Some issues--including network neutrality and regulation of publishers and platforms--are nettlesome and complicated, as much as we might prefer absolute simplicity. In part, that is because new platforms and industries do not conform neatly to our prior models.
Platforms might be likened to common carrier products: all users are treated the same way, at standard prices, terms and conditions. The platform makes publishing possible, as formal common carrier networks simply “transport” products, but do not exercise editorial control, as do publishers of newspapers, for example.

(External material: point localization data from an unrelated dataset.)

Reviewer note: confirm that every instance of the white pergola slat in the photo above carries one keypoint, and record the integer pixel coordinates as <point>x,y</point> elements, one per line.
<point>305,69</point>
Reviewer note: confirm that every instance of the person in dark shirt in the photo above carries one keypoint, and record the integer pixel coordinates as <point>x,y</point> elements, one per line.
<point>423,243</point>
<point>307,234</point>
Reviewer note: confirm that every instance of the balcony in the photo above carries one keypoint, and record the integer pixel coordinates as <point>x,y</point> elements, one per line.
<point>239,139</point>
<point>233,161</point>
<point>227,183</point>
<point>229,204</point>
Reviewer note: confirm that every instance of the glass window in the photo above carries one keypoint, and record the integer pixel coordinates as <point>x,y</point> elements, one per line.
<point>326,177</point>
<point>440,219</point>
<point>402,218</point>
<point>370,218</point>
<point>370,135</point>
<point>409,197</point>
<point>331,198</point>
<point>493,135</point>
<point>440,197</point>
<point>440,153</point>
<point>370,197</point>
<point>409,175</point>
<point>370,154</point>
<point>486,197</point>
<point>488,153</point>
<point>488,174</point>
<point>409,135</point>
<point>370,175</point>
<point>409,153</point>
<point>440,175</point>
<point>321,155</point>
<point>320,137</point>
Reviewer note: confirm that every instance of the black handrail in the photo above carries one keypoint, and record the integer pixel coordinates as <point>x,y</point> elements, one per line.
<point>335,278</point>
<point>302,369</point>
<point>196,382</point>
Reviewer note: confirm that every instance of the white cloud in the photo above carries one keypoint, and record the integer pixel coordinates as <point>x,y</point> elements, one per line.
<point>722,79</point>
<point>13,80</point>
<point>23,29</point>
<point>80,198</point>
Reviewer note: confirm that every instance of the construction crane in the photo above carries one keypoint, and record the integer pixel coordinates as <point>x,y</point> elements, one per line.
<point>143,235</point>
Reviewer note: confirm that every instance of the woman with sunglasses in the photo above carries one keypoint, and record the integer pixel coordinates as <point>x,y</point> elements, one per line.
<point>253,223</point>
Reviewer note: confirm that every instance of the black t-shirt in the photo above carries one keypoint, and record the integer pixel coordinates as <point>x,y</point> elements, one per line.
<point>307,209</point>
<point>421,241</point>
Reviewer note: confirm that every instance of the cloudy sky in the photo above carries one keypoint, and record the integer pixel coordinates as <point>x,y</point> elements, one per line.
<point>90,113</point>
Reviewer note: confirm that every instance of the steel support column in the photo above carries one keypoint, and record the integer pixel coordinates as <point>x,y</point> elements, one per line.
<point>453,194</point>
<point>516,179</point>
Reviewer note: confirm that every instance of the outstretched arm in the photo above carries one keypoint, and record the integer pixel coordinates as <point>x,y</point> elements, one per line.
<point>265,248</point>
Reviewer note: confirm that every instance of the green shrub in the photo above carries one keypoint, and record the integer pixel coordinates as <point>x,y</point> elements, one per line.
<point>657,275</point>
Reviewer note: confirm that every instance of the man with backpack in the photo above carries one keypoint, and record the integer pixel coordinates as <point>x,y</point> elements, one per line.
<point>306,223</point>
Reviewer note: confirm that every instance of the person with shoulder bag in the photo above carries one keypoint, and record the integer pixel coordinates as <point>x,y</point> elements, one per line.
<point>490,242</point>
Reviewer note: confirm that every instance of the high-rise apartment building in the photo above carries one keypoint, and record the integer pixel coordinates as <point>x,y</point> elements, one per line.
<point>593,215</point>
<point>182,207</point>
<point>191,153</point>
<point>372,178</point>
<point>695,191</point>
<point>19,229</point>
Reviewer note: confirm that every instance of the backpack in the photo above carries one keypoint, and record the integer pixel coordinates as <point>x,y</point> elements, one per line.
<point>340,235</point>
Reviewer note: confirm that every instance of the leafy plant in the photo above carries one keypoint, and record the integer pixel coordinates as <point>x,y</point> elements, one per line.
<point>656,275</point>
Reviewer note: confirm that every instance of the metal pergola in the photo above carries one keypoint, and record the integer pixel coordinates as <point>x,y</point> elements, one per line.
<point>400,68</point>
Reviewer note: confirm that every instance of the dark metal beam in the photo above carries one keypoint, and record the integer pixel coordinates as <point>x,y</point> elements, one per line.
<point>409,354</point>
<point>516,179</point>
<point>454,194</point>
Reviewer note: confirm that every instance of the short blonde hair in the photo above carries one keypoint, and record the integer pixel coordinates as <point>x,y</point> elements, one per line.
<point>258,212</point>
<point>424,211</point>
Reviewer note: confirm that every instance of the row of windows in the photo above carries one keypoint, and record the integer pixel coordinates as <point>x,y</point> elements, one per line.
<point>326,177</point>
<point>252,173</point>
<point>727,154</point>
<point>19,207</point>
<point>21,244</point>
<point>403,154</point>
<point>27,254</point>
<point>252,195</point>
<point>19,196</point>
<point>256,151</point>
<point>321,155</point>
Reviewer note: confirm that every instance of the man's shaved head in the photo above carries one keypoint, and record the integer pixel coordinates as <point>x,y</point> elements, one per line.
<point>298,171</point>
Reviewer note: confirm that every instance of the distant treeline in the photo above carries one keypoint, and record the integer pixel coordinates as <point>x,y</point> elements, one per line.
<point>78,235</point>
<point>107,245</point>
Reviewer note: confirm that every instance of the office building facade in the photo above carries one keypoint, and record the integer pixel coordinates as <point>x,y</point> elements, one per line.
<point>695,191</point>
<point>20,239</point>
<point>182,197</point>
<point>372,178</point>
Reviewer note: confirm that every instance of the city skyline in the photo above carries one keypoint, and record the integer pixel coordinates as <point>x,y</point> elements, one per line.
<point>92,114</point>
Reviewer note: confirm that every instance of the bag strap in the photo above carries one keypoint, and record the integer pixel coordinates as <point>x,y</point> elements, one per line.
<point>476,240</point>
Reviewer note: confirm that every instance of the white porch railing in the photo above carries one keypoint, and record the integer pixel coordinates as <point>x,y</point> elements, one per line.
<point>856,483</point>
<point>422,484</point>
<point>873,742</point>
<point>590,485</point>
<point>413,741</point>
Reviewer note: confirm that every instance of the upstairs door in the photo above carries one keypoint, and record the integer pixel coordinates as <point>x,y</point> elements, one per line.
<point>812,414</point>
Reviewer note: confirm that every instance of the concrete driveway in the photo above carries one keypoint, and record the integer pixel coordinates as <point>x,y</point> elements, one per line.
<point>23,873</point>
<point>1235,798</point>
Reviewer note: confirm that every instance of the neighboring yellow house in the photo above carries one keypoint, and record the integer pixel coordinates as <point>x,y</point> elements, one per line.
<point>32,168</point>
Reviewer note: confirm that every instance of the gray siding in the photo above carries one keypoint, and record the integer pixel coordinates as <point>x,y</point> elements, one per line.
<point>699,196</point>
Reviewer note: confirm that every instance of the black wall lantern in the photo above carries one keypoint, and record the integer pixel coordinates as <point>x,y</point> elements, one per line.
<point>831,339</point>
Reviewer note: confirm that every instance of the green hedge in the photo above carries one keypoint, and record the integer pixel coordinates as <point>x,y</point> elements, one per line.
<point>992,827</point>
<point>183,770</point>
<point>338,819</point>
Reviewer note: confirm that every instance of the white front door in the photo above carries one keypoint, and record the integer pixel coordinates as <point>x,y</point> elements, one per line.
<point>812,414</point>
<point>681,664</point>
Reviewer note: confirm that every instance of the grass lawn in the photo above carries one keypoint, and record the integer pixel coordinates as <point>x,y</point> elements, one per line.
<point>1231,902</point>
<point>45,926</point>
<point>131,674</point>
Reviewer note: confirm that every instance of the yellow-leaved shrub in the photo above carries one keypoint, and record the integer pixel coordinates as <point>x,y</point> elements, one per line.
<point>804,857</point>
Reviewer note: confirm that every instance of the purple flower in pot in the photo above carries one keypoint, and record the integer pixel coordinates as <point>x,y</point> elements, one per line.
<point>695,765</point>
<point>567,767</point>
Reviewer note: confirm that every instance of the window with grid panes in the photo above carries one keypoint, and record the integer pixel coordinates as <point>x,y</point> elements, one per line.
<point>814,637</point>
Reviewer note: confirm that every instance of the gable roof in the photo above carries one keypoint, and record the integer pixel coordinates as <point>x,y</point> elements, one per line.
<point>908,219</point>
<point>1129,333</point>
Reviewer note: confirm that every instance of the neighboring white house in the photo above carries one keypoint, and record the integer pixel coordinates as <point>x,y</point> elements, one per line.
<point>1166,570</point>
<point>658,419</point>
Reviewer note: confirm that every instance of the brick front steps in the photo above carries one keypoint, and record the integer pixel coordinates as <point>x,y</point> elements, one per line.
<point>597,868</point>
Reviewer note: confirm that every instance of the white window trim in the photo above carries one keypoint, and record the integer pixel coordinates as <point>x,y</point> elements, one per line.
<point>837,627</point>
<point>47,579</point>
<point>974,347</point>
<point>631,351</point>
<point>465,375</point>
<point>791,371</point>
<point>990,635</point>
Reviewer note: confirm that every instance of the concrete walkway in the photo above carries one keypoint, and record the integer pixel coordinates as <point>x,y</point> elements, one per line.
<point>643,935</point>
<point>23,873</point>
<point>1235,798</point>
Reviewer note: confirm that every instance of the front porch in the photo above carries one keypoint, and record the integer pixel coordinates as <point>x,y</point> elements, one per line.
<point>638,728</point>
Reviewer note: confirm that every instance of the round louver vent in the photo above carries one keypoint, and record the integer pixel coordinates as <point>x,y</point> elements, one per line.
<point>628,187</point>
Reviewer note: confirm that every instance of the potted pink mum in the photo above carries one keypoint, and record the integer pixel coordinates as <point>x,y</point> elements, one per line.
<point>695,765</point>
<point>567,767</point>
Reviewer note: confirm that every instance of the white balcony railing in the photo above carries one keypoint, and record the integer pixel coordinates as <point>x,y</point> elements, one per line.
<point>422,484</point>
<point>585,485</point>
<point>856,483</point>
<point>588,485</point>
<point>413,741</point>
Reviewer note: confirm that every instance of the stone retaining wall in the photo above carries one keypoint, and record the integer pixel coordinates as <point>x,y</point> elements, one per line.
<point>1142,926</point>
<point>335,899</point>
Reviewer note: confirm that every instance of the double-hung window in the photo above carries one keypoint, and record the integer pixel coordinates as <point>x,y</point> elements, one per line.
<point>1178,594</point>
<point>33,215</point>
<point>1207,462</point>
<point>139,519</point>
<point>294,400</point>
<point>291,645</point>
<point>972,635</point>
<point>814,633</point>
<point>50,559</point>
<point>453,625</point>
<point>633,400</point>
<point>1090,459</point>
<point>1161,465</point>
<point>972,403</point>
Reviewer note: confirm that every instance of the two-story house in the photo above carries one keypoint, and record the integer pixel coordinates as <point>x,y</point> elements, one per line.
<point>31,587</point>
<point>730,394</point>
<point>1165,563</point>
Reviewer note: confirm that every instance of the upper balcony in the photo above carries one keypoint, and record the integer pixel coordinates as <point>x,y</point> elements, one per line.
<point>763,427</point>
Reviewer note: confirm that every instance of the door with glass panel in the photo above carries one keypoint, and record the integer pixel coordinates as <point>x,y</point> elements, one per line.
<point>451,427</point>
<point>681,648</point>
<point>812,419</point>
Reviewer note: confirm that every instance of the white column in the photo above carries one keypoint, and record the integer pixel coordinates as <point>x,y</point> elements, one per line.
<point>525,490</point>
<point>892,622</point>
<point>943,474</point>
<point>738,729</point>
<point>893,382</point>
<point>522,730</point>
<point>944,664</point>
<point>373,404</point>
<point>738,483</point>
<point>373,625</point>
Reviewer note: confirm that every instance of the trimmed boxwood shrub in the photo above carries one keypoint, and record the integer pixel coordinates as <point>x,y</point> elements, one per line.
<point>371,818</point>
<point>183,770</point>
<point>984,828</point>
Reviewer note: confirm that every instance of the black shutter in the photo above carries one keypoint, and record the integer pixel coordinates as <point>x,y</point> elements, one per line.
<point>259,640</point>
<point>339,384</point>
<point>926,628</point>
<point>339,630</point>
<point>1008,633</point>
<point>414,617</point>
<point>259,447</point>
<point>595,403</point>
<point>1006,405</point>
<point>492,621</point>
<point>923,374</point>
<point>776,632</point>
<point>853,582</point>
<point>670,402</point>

But big content platforms no longer operate as pure platforms. They also exercise content moderation and make choices about what gets published, under the guise of community moderation. That makes them publishers more akin to newspapers or magazines.
That is why the debate over Section 230 of the Communications Decency Act is important. Title V of the Telecommunications Act of 1996 was intended to protect platforms from content posted by platform users, exempting the platforms from laws pertaining to other publishers. On the other hand, platforms claim the right to censor and remove content under the rubric of community standards.
But there arguably is a crucial difference between “offensive” speech and “political” speech. Most people might agree that bans on obscenity or violence are one thing, but restrictions on clearly political speech are questionable.
Nor is it easy to apply First Amendment protected speech rules, which classically protect speakers from government restrictions, not listeners and readers from private company restrictions.
On the other hand, “while the First Amendment generally does not apply to private companies, the Supreme Court has held it ‘does not disable the government from taking steps to ensure that private interests not restrict’ . . . the free flow of information and ideas,” say Adam Candeub, law professor at Michigan State University, and Mark Epstein, antitrust attorney.
We do not yet have good models for regulating such hybrid industries. But that is likely to change, as regulation changed with the emergence of over the air broadcasting and then cable TV, with a hybrid model not fully in the realm of either common carrier nor unregulated publishing.
As platforms become a mix of content delivery (platform) and curated and created speech (publisher), some new hybrid form of regulation is likely to emerge and evolve, given a government interest in fostering open and fair debate where it comes to political speech. That was the approach taken with broadcasting, for example.